The second task is to maintain and coordinate data acquisition and entry. Data entries must be checked and regularly updated, to take account of developments in the field. However, the coordinator will not be able to keep up with all the latest movements in virus research. New findings must be provided to the ICTVdB from the virological community regularly. This is essential if the database is to provide the community with a reliable up-to-date source of information.
A third task is to use ICTVdB to generate future ICTV Reports on the Nomenclature and Classification of Viruses, now laboriously compiled by the ICTV Study Groups. It is envisaged that the future Reports will be generated from the DELTA database. In future, most of the descriptions in the database will be of species and strains, as a DELTA program can summarise the characteristics of all species of one genus, for example, thus generating an accurate summary that will reflect much more objectively the features of a genus. The description of genera and families in the future reports can be based on these summaries.
Judging from recent comments on other microbial databases (Wertheim, 1995), the ICTVdB may be already one of the most advanced, interoperable databases in biology, in structural terms at least. A major effort is now required to complete the database, drawing on the expertise of the virological community as a whole. The future success of ICTVdB thus depends heavily on the help and goodwill of all virologists, and the continued enthusiasm of the experts in the ICTV Study Groups.
Büchen-Osmond C, Blaine L, Horzinek MC (1996). In: Data and Knowledge in a Changing World: The Quest for a Healthier Environment; Chambéry, 94 CODATA Conference, Ed PS Glaeser. CODATA, Paris 8 pp (in press).
Büchen-Osmond C (1995) http://life.anu.edu.au/viruses/welcome.htm
Dallwitz MJ (1980). Taxon 29, 41-46.
Dallwitz MJ, Paine TA, Zurcher EJ (1993).
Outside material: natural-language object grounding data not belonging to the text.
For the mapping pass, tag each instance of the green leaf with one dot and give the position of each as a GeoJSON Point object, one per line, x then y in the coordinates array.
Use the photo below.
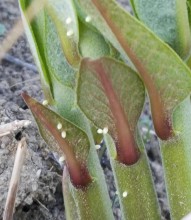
{"type": "Point", "coordinates": [2, 29]}
{"type": "Point", "coordinates": [107, 95]}
{"type": "Point", "coordinates": [64, 17]}
{"type": "Point", "coordinates": [169, 20]}
{"type": "Point", "coordinates": [91, 202]}
{"type": "Point", "coordinates": [35, 42]}
{"type": "Point", "coordinates": [64, 138]}
{"type": "Point", "coordinates": [92, 44]}
{"type": "Point", "coordinates": [94, 102]}
{"type": "Point", "coordinates": [57, 63]}
{"type": "Point", "coordinates": [162, 71]}
{"type": "Point", "coordinates": [177, 164]}
{"type": "Point", "coordinates": [134, 184]}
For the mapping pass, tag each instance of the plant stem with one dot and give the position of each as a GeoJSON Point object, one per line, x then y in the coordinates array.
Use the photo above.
{"type": "Point", "coordinates": [19, 159]}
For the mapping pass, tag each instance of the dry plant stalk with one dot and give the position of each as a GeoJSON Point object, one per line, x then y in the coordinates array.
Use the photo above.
{"type": "Point", "coordinates": [19, 159]}
{"type": "Point", "coordinates": [13, 126]}
{"type": "Point", "coordinates": [18, 29]}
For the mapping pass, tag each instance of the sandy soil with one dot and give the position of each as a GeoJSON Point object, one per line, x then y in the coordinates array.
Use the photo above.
{"type": "Point", "coordinates": [40, 195]}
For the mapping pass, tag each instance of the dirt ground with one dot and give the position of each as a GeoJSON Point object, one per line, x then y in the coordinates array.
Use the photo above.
{"type": "Point", "coordinates": [40, 194]}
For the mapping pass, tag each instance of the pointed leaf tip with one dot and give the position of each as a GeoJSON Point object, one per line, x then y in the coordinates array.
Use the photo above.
{"type": "Point", "coordinates": [75, 146]}
{"type": "Point", "coordinates": [106, 95]}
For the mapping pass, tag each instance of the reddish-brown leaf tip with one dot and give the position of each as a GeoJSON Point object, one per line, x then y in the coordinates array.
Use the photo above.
{"type": "Point", "coordinates": [78, 171]}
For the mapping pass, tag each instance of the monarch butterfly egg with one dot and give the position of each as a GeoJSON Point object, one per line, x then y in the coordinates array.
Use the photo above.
{"type": "Point", "coordinates": [45, 102]}
{"type": "Point", "coordinates": [88, 19]}
{"type": "Point", "coordinates": [97, 147]}
{"type": "Point", "coordinates": [61, 159]}
{"type": "Point", "coordinates": [68, 20]}
{"type": "Point", "coordinates": [105, 130]}
{"type": "Point", "coordinates": [99, 131]}
{"type": "Point", "coordinates": [70, 33]}
{"type": "Point", "coordinates": [187, 217]}
{"type": "Point", "coordinates": [59, 126]}
{"type": "Point", "coordinates": [63, 134]}
{"type": "Point", "coordinates": [125, 194]}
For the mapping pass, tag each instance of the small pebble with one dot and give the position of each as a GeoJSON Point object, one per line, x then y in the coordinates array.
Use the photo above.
{"type": "Point", "coordinates": [88, 19]}
{"type": "Point", "coordinates": [125, 194]}
{"type": "Point", "coordinates": [105, 130]}
{"type": "Point", "coordinates": [69, 33]}
{"type": "Point", "coordinates": [59, 126]}
{"type": "Point", "coordinates": [97, 147]}
{"type": "Point", "coordinates": [63, 134]}
{"type": "Point", "coordinates": [68, 20]}
{"type": "Point", "coordinates": [45, 102]}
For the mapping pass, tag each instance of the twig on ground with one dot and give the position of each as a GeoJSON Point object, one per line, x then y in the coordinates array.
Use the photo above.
{"type": "Point", "coordinates": [13, 126]}
{"type": "Point", "coordinates": [19, 159]}
{"type": "Point", "coordinates": [19, 62]}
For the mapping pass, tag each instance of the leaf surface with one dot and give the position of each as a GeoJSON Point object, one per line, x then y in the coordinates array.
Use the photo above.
{"type": "Point", "coordinates": [169, 20]}
{"type": "Point", "coordinates": [166, 77]}
{"type": "Point", "coordinates": [65, 19]}
{"type": "Point", "coordinates": [94, 102]}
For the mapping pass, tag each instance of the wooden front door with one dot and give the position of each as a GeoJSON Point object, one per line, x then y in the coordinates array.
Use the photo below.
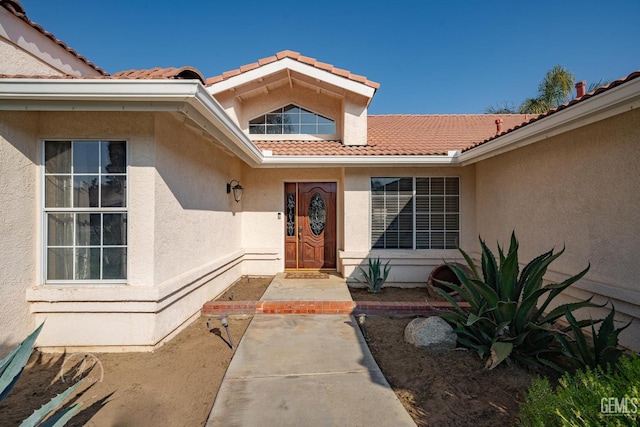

DELTA User's Guide: a general system for processing taxonomic descriptions. 4th edition, CSIRO, Canberra. 136 pp.
Murhpy FA, Fauquet CM, Mayo MA, Jarvis AW, Ghabrial SA, Summers MD, Martelli GP, Bishop DHL (1995). Sixth Report on the International Committee on Taxonomy of Viruses. Springer Verlag, Wien, New York
Watson L, Dallwitz MJ (1992). Grass Genera of the World. CABI, Wallingford 1083 pp.
Wertheim M (1995). Science 269, 1516.